Both Plant and Jury sprang full-grown from Grimes's pen, without donning, "except unconsciously," traits of people she's known. In fact, only one of her books is based on real life: "Hotel Paradise," which Grimes describes as "absolutely autobiographical." Like Emma Graham, the lonely teenage hero, Grimes grew up in an aging resort hotel run by her mother in Maryland.

Teenagers (as well as the elderly) feature strongly in many of Grimes's works, including her two newest, "The Lamorna Wink" and "Biting the Moon" (Henry Holt). The latter, starring two American girls, is the beginning of a series dealing with animal abuse. Grimes, a longtime vegetarian, donated a hefty portion of the book's royalties to various animal-rights groups.

While she says she has no plans to abandon Jury for the younger sleuths in "Biting the Moon," she'd like to do a crossover at some point.
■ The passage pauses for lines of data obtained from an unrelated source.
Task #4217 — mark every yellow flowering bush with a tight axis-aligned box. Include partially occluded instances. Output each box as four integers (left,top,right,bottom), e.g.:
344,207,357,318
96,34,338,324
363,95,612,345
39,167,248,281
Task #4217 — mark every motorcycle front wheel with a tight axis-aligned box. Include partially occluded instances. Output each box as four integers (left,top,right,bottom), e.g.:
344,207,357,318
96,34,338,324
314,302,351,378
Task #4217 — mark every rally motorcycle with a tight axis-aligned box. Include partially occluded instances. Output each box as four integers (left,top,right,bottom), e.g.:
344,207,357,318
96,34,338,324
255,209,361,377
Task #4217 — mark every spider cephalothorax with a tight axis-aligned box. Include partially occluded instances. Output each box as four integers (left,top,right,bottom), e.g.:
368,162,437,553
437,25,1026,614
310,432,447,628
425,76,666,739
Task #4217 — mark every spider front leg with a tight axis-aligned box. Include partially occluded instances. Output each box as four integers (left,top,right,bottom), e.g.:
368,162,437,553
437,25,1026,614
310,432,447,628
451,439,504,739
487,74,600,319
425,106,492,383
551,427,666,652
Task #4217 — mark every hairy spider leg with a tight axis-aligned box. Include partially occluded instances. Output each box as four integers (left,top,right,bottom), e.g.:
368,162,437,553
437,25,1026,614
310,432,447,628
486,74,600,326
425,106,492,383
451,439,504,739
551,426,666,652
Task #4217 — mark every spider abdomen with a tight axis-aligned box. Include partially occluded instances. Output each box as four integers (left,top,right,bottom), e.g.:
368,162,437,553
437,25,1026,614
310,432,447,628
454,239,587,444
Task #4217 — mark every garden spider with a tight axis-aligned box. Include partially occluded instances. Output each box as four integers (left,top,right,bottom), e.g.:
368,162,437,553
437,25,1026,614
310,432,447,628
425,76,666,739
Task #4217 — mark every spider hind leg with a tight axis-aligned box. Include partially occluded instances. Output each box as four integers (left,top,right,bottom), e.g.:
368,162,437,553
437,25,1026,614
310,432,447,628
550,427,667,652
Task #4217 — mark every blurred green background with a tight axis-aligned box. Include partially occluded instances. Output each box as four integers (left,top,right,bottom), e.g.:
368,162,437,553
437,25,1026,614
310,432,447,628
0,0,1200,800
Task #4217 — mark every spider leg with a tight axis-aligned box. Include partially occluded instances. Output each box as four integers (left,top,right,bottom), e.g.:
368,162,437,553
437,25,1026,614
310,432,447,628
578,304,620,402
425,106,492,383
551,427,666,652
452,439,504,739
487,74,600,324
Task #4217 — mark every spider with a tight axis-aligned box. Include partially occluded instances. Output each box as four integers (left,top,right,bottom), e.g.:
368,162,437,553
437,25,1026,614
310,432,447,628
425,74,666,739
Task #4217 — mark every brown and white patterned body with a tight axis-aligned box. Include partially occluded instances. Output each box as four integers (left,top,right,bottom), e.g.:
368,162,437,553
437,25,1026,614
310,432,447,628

Her coming pair of novellas, "Two Trains Departing," departs entirely from the mystery genre.

Grimes's youngest and oldest characters (such as elegant and indomitable Lady Cray from "The Old Contemptibles") are among the books' most likable and innately moral characters.

"I imagine these children as not what I was, but what I wish I was," says Grimes, who has one son. Most of the teenagers in her novels are on their own - whether they've been abandoned or lost their parents. "I keep rewriting my childhood again and again."

Grimes, who peppers her Jury novels with references to Edgar Allen Poe, Virgil, and Robert Frost, discovered her talent for mystery writing through poetry, after publishing "Send Bygraves," a mystery in verse.

Grimes cites as influences Jane Austen and Joyce Porter - whose Dover, a slovenly, greedy bully of an inspector, is the antithesis of Jury. "Without question, the funniest mysteries ever written," she notes.

While she admires writers such as P.D. James, Andrew Vachss, and James Lee Burke, Grimes says she doesn't read much of the genre anymore. "Too many mysteries read like scripts - all dialogue and some action [and] not much in the way of character."

She once created a character who had to chain herself to a desk to write, but Grimes even writes on crowded airplanes. She composes her stories in longhand - reportedly with fountain pens and a dozen colors of ink.

Her next Jury mystery will be set in London and "have a lot to do with World War II" - giving her an opportunity to delve into Jury's childhood and the death of his mother during the blitz.

Unlike Sir Arthur Conan Doyle, Grimes shows no sign of tiring of her creation. And given the number of pubs populating the British Isles, she's not likely to run out of titles anytime soon.

*Yvonne Zipp is on the Monitor staff.